In conclusion, the EU food and feed system has been completely reformed since 2000 with requirements for safe food in many ways being virtually the same as for safe feed. Codes of practice throughout the feed and food chain have and will continue to play a very important role in delivering the EU food and feed system and some of these codes of practice are also in operation in other parts of the world including Asia.

Despite huge achievements in delivering improved feed safety assurance since the late 1980s, public awareness of the presence of horse meat in meat products will ensure that scrutiny of the food supply chain – both domestically produced and imported products – in the EU will be much greater for the next few years at least. Shorter supply chains and good traceability not only within the food sector but also the feed sector in Asia will help to safeguard companies exporting to the EU against the implications of the increased focus in this area.
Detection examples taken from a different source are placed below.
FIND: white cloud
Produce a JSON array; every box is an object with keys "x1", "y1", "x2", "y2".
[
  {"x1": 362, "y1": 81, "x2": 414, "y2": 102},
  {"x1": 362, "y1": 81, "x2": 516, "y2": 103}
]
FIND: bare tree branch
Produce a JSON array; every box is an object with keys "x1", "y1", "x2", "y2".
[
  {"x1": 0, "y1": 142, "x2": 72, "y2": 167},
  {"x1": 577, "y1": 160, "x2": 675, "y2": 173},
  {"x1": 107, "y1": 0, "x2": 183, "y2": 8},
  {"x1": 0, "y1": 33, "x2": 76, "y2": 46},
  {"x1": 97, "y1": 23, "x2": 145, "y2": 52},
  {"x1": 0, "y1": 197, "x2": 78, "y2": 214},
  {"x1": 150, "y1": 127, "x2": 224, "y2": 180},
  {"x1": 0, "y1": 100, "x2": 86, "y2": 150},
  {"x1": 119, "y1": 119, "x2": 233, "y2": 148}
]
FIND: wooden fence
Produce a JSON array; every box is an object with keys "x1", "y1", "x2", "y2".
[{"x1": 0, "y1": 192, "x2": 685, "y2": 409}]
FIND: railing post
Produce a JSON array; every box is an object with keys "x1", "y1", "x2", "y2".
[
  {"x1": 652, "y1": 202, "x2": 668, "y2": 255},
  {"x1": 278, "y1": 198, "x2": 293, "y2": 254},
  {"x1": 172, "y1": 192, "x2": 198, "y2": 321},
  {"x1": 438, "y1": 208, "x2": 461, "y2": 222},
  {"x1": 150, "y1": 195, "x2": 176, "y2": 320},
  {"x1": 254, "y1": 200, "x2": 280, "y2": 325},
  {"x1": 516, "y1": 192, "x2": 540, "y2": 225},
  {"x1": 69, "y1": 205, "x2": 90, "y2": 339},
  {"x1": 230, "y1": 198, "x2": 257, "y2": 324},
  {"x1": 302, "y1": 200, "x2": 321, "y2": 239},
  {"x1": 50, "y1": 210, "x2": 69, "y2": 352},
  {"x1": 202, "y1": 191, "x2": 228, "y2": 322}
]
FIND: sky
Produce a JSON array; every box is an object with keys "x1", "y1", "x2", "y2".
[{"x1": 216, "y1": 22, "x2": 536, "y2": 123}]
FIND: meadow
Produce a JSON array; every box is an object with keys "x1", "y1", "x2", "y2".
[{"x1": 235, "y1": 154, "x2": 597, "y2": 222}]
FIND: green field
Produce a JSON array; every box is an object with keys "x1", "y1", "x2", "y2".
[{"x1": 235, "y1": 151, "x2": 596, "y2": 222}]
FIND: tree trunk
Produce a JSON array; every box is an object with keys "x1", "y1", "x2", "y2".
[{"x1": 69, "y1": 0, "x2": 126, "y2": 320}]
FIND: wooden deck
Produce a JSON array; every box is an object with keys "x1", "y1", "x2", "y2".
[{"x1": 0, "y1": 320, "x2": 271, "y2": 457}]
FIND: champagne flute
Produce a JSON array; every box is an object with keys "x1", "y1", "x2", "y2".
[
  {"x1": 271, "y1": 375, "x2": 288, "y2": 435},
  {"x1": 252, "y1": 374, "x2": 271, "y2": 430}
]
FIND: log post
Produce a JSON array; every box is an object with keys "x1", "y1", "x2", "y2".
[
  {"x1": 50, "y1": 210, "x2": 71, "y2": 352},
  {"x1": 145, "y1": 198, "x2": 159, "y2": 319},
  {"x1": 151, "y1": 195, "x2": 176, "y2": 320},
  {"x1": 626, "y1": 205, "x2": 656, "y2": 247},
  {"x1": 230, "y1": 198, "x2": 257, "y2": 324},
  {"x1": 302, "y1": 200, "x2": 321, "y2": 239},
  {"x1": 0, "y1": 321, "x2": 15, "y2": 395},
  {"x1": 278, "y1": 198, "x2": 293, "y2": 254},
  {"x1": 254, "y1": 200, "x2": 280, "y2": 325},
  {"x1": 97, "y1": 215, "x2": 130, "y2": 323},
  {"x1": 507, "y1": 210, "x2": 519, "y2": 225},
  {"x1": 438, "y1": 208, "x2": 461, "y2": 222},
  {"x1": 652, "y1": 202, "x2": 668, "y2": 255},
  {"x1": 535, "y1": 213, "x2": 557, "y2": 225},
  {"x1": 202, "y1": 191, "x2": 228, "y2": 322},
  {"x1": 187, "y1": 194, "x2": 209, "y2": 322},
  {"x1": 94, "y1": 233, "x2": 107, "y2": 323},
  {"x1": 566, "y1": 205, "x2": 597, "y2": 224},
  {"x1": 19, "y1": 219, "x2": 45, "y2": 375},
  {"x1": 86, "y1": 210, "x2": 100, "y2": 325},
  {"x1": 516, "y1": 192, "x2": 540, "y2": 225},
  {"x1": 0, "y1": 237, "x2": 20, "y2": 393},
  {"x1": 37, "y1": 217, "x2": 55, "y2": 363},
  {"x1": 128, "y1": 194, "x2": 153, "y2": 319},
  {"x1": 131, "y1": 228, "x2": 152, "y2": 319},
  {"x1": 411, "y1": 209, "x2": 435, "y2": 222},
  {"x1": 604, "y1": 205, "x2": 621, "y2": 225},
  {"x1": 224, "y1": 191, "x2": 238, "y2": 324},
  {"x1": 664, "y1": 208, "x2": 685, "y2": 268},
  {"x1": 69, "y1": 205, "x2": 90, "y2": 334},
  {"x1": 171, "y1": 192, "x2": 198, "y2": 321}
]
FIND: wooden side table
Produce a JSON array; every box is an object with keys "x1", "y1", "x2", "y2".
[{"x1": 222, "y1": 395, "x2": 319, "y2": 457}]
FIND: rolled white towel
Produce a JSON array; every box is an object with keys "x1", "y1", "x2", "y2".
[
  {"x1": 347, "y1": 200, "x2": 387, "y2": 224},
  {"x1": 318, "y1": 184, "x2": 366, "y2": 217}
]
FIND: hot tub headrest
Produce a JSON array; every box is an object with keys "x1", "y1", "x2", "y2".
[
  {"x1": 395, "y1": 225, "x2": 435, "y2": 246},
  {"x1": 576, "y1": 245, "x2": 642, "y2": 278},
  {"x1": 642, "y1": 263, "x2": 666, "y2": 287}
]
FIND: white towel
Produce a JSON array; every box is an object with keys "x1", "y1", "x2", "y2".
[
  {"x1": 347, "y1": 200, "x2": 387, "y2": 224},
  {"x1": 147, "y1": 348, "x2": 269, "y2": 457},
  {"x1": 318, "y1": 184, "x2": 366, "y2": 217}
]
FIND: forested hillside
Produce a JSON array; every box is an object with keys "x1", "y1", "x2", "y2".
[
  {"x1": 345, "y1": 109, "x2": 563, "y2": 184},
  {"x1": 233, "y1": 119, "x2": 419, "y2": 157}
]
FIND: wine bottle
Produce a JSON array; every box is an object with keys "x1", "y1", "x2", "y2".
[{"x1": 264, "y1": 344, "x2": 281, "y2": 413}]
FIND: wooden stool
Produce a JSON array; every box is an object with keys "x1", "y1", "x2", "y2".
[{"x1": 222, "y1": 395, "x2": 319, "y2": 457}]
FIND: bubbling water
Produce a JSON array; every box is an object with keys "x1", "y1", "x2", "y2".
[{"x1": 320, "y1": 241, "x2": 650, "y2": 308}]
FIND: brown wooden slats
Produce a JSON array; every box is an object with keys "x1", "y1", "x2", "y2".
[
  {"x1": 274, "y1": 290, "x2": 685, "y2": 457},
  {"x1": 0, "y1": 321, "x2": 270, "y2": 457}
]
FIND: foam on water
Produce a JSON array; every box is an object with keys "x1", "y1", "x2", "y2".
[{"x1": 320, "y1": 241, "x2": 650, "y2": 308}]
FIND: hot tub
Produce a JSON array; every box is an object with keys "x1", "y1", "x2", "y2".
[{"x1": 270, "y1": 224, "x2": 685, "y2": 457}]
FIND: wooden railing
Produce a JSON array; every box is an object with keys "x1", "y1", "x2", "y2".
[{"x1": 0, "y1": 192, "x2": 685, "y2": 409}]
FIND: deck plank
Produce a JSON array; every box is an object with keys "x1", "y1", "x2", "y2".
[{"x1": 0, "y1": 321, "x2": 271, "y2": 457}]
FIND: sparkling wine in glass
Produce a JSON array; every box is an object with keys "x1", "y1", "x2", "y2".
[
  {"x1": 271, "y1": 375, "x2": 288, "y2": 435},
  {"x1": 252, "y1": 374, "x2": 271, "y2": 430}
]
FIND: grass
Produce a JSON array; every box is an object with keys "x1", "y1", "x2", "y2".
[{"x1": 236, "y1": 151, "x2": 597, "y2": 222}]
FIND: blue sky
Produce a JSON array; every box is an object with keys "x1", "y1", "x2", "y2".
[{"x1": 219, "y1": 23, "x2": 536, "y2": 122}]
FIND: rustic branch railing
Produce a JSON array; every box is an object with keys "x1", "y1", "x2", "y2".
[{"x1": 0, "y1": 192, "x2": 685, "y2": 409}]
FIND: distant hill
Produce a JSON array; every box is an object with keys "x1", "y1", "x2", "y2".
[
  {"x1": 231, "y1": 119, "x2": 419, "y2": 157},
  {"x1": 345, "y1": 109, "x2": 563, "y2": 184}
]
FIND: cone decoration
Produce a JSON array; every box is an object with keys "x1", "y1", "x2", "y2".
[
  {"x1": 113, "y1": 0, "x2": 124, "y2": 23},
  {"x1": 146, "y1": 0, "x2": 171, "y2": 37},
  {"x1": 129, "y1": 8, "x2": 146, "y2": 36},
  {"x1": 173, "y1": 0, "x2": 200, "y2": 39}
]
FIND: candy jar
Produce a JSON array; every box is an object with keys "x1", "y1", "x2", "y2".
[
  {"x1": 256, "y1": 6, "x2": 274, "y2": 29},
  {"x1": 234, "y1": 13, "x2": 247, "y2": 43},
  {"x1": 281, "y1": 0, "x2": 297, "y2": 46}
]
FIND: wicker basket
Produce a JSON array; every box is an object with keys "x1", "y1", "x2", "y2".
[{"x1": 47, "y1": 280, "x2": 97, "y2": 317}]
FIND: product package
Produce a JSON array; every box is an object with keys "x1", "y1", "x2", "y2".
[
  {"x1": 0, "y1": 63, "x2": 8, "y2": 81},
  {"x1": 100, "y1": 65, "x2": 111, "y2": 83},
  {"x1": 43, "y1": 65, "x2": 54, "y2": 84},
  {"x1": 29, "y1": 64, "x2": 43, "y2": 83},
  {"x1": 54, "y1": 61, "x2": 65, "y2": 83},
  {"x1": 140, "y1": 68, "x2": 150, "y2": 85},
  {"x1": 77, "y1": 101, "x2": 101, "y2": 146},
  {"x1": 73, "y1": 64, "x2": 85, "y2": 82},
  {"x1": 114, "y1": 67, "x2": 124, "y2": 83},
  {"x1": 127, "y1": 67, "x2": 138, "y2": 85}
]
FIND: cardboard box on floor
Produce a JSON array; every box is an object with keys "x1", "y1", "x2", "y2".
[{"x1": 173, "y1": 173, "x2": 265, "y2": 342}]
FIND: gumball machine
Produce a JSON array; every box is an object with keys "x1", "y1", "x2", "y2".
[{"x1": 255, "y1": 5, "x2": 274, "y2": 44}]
Judith Nelson works as a Feed Specialist at the Agricultural Industries Confederation (AIC), having stepped down as head of the Feed Sector in 2008 after almost 30 years. Her responsibilities included working closely with member companies in the formulation of policy for the feed sector on a wide range of issues related to feed safety and legislation. She has extensive experience in working with UK government departments, principally with the Food Standards Agency (FSA), Defra and EU institutions, including the European Commission and European Parliament, as well as other stakeholders such as trade organisations representing retailers or livestock producers, in the feed and food chain. She is also an independent advisor for AB Agri where she has worked closely with the business in the UK and China, leading visits of Chinese government officials to the European Food Safety Agency and UK to understand practical feed safety. Prior to joining AIC, she worked for the Foreign and Commonwealth Office and Ministry of Agriculture.